The Canada-European Union trade deal has bogged down over a dispute resolution section that critics say gives too much power to corporations over national governments.
Most trade deals have some kind of mechanism for resolving disputes, mainly because legal systems in countries vary. The Canada-EU deal, known as the Comprehensive Economic and Trade Agreement, has gone farther than other treaties by setting up a new process called the Investment Court System or ICS. The ICS essentially acts as a permanent tribunal to handle complaints brought by businesses.
Canada and the EU have hailed the ICS as a breakthrough offering "a high level of protection for investors while fully preserving the right of governments to regulate and pursue legitimate public policy objectives such as the protection of health, safety or the environment." But critics say the ICS gives too much power to corporations and will allow them to sue governments for compensation if they change policies.
CETA's negative-list approach also gives companies an edge, critics claim. The negative list means the treaty applies to all goods and services unless they have been explicitly excluded. That differs from a positive list which would specifically outline areas where the treaty applies. Some argue it will be harder for governments to regulate future types of activity because they have not been included in CETA.

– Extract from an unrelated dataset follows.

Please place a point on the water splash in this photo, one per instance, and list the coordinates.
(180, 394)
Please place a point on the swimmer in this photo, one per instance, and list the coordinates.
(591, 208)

"For us it's a very tough issue," said Hamza Fassi-Fihri a member of parliament in the Brussels city government, one of Belgium's regional parliaments that has opposed the deal. "We would prefer this kind of conflict to be resolved by public justice and not by company-led courts."
Mr. Fassi-Fihri cited the case of a chemical company that has introduced a new pesticide which the government is trying to ban. "With this kind of ICS system, tomorrow a company that produced this chemical would be allowed to sue our government on the basis that because of this ban they would lose some future profits and the government would be compelled by the court's decision to pay compensation to this company," he said. "This is a loss of sovereignty. This is just the situation where private interests go above the general interest. We cannot accept this."
And it's not just in Belgium where the ICS has raised concerns.
Britain has been a strong backer of CETA, but the government refused to allow the ICS to be adopted by the EU on a provisional basis and demanded that the British Parliament vote on whether to accept the system. Under EU requirements, the entire agreement has to be ratified by each of the 28 member states, but much of it could go into effect on a provisional basis once the deal is signed by Prime Minister Justin Trudeau and EU officials. However, Britain's International Trade Minister Liam Fox made it clear on Wednesday that the ICS section is not among the sections that can go into effect provisionally.
"In terms of provisional, it does not apply because in the U.K. government's view this was an element that the U.K. Parliament would want to be satisfied with before the U.K. ratified the agreement finally," Mr. Fox told a parliamentary committee. He added that Britain raised several concerns about the ICS and that while many changes have been made, "it is controversial." Mr. Fox noted that "there is not cross party support [in Parliament] and it was only appropriate that [approval of ICS] was retained [by] the national Parliament."
Some Labour MPs have expressed concerns similar to those raised in Belgium. For example, they noted that the Conservative government in Britain supports fracking and allowed some projects to proceed. But the opposition Labour Party opposes fracking. If Labour wins the next election and blocks fracking, many MPs wonder if companies that have already started drilling would be able to sue for compensation under CETA. When that was put to Mr. Fox, he replied: "This part of the agreement has not yet been ratified. That is up for the U.K. Parliament to decide."